0

I am trying to implement round function using ARM Neon intrinsics.

This function looks like this:

float roundf(float x) {
    return signbit(x) ? ceil(x - 0.5) : floor(x + 0.5);
}

Is there a way to do this using Neon intrinsics? If not, how to use Neon intrinsics to implement this function?

edited

After calculating the multiplication of two floats, call roundf(on armv7 and armv8).

My compiler is clang.

this can be done with vrndaq_f32: https://developer.arm.com/architectures/instruction-sets/intrinsics/#f:@navigationhierarchiessimdisa=[Neon]&q=vrndaq_f32 for armv8.

How to do this on armv7?

edited

My implementation

// input: float32x4_t arg
float32x4_t vector_zero = vdupq_n_f32(0.f);
float32x4_t neg_half = vdupq_n_f32(-0.5f);
float32x4_t pos_half = vdupq_n_f32(0.5f);

uint32x4_t mask = vcgeq_f32(arg, vector_zero);
uint32x4_t mask_neg = vandq_u32(mask, neg_half);
uint32x4_t mask_pos = vandq_u32(mask, pos_half);
arg = vaddq_f32(arg, (float32x4_t)mask_pos);
arg = vaddq_f32(arg, (float32x4_t)mask_neg);
int32x4_t arg_int32 = vcvtq_s32_f32(arg);
arg = vcvtq_f32_s32(arg_int32);

Is there a better way to implement this?

  • Many neon instructions have optional rounding baked in.
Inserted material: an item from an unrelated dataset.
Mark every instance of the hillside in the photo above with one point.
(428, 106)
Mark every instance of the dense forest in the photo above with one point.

Depending on where you want to use this, it might be better to combine the rounding with whatever operation precedes it. –  Oct 28 '21 at 13:52
  • 2
    Are you working on the compiler? – 0___________ Oct 28 '21 at 14:17
  • there are no direct rounding instructions for `float` data on neon. However, you can convert to `int` with one fraction bit, then use it for rounding. – Jake 'Alquimista' LEE Oct 28 '21 at 15:01
  • 2
    Is this for 32 or 64 bit? AArch64 has the `FRINTZ` instruction which I think is what you want. – Nate Eldredge Oct 28 '21 at 17:09
  • This is what, round to nearest with ties toward 0.0? So it's the C `roundf()` function? As Nate says, this can be done with `frint` for AArch64. Clang really does inline `round()` as `frinta`: https://godbolt.org/z/o8arE1795. But not for ARM32. – Peter Cordes Oct 28 '21 at 23:50
  • this can be done with vrndaq_f32: https://developer.arm.com/architectures/instruction-sets/intrinsics/#f:@navigationhierarchiessimdisa=[Neon]&q=vrndaq_f32 for armv8. – 洋葱骑士 Oct 29 '21 at 03:56
  • Oh sorry, it's rounding ties away from zero, I forgot which way `signbit` goes. – Nate Eldredge Oct 29 '21 at 04:27
  • You should be aware that `floor(x + 0.5)` has some corner cases where it does the wrong thing. E.g., assuming IEEE 754 binary32 format for `float` and round-ties-to-even for arithmetic operations, if `x = 0x1.fffffep-2` (around 0.49999997) then it should round to `0`, but `round(x + 0.5)` will round it to `1.0`. Similarly, if `x = 10000001` (which is exactly representable in binary32 format) then under normal rounding rules `x + 0.5` will round `x` to `10000002` instead of `10000001` – Mark Dickinson Oct 29 '21 at 14:39
  • Sorry, that `round(x + 0.5)` should say `floor(x + 0.5)` in the previous comment. Related: https://stackoverflow.com/q/9902968/270986 – Mark Dickinson Oct 29 '21 at 14:47

2 Answers2

1

It's important that you define which form of rounding you really want. See Wikipedia for a sense of how many rounding choices there are.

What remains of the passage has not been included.